Mi-février, la Commission européenne avait considéré que les privilèges fiscaux accordés aux sociétés holding, administratives et mixtes n’étaient pas en adéquation avec l’accord bilatéral de libre-échange. Bruxelles avait du même coup demandé un mandat aux Etats de l’UE pour négocier avec Berne.

Derrière le gouvernement

En Suisse, la réaction des trois partis bourgeois du gouvernement s’aligne sur celle de ce dernier. Comme lui, le Parti démocrate-chrétien estime qu’il n’y a rien à négocier et que la fiscalité helvétique n’est pas contraire à l’accord de libre-échange de 1972.

Quant aux Radicaux (droite) et à l’UDC (droite nationaliste), ils attendent du Conseil fédéral une position ferme face à l’UE.

Seuls les Socialistes ne sont ni opposés, ni surpris par l’annonce faite à Bruxelles. Sur le fond, ils sont pour une réforme en Suisse mais celle-ci ne doit pas entraîner d’importantes
pertes fiscales.

Lobby insuffisant

En attendant, le politologue René Schwok, de l’Institut européen de l’Université de Genève constate que «ceux qui pensaient en Suisse que quelques pays européens s’allieraient à
leur cause se sont trompés».

Le lobby suisse n’aura donc pas été suffisant, conclut-il.


swissinfo et les agences

Pour la Commission européenne, les privilèges fiscaux accordés par certains cantons suisses à des entreprises étrangères sont contraires à l’accord de libre-échange conclu entre la Suisse et l’UE en 1972.

La Suisse estime que les avantages accordés à certaines entreprises par certains cantons n’ont rien à voir avec cet accord.
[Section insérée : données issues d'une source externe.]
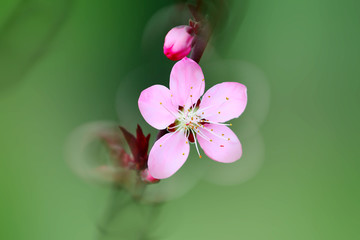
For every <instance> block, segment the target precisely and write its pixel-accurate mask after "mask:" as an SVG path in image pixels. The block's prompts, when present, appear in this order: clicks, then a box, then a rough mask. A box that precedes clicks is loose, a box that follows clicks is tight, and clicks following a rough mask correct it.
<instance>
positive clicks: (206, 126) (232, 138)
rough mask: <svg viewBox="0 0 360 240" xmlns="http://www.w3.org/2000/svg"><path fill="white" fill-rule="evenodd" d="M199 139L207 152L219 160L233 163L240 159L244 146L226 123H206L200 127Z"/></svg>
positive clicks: (217, 159) (214, 159) (224, 162)
mask: <svg viewBox="0 0 360 240" xmlns="http://www.w3.org/2000/svg"><path fill="white" fill-rule="evenodd" d="M199 130H200V134H199V133H198V134H197V139H198V141H199V144H200V146H201V148H202V149H203V150H204V152H205V154H206V155H207V156H208V157H209V158H211V159H213V160H215V161H218V162H223V163H231V162H235V161H236V160H238V159H240V157H241V155H242V147H241V143H240V141H239V139H238V138H237V136H236V135H235V133H234V132H233V131H231V129H230V128H228V127H226V126H224V125H216V124H206V125H204V128H199Z"/></svg>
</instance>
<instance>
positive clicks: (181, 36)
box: [164, 25, 195, 61]
mask: <svg viewBox="0 0 360 240" xmlns="http://www.w3.org/2000/svg"><path fill="white" fill-rule="evenodd" d="M194 35H195V34H194V29H193V28H192V27H190V26H185V25H182V26H177V27H174V28H173V29H171V30H170V31H169V32H168V33H167V34H166V37H165V42H164V54H165V55H166V56H167V57H168V58H169V59H170V60H173V61H177V60H180V59H182V58H184V57H186V56H187V55H188V54H189V53H190V51H191V47H192V45H193V40H194V37H195V36H194Z"/></svg>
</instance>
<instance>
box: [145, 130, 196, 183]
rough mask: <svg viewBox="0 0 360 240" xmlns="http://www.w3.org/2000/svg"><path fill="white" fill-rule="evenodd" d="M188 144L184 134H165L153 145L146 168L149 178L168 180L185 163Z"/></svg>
mask: <svg viewBox="0 0 360 240" xmlns="http://www.w3.org/2000/svg"><path fill="white" fill-rule="evenodd" d="M189 150H190V147H189V143H188V141H187V138H186V137H185V135H184V133H182V132H176V133H167V134H165V135H164V136H162V137H161V138H160V139H159V140H157V141H156V142H155V143H154V146H153V147H152V149H151V151H150V154H149V161H148V167H149V172H150V174H151V176H153V177H154V178H158V179H163V178H168V177H170V176H171V175H173V174H174V173H175V172H177V170H179V168H180V167H181V166H182V165H183V164H184V163H185V161H186V159H187V157H188V155H189Z"/></svg>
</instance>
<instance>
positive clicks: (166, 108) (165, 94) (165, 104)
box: [138, 85, 178, 129]
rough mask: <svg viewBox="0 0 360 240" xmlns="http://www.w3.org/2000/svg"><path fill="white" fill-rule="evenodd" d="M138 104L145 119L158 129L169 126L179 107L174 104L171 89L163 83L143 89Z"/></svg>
mask: <svg viewBox="0 0 360 240" xmlns="http://www.w3.org/2000/svg"><path fill="white" fill-rule="evenodd" d="M138 105H139V110H140V112H141V115H142V116H143V117H144V119H145V121H146V122H147V123H148V124H150V125H151V126H153V127H154V128H157V129H164V128H166V127H167V126H169V125H170V124H171V123H173V122H174V121H175V119H176V116H177V114H178V111H177V107H176V106H174V105H173V104H172V101H171V93H170V90H169V89H168V88H167V87H164V86H162V85H153V86H151V87H149V88H147V89H145V90H144V91H142V92H141V94H140V97H139V100H138Z"/></svg>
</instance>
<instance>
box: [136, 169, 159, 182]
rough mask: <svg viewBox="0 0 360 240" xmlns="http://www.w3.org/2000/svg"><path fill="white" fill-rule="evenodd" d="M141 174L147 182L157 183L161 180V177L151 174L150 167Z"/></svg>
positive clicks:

En septembre 2005, la Commission de l’UE écrit une lettre de protestation à Berne à propos des pratiques fiscales dans les cantons de Zoug et Schwytz.

En juillet 2006, le président de la Commission Jose-Manuel Barroso durcit le ton: les avantages fiscaux contreviennent aux règles du marché intérieur de l’UE.

En novembre 2006, après l’approbation par le peuple suisse du milliard de cohésion en faveur des nouveaux membres de l’UE, le directeur général des relations extérieures de l’UE menace de faire envoyer par la Commission à tous les membres de l’Union un document exigeant que la Suisse applique les règles de l’UE.

En mars 2007, la présidente de la Confédération Micheline Calmy-Rey reproche à l’UE son style douteux et ses exigences inacceptables en matière de fiscalité.

A la fin avril 2007, le ministre des Finances Hans-Rudolf Merz propose une réforme fiscale diminuant l’impôts sur les bénéfices.

Le 24 avril 2007, les experts européens proposent que les ministres des Affaires étrangères de l’UE accordent officiellement un mandat de négociation à la Commission, lors de leur réunion du 14 mai.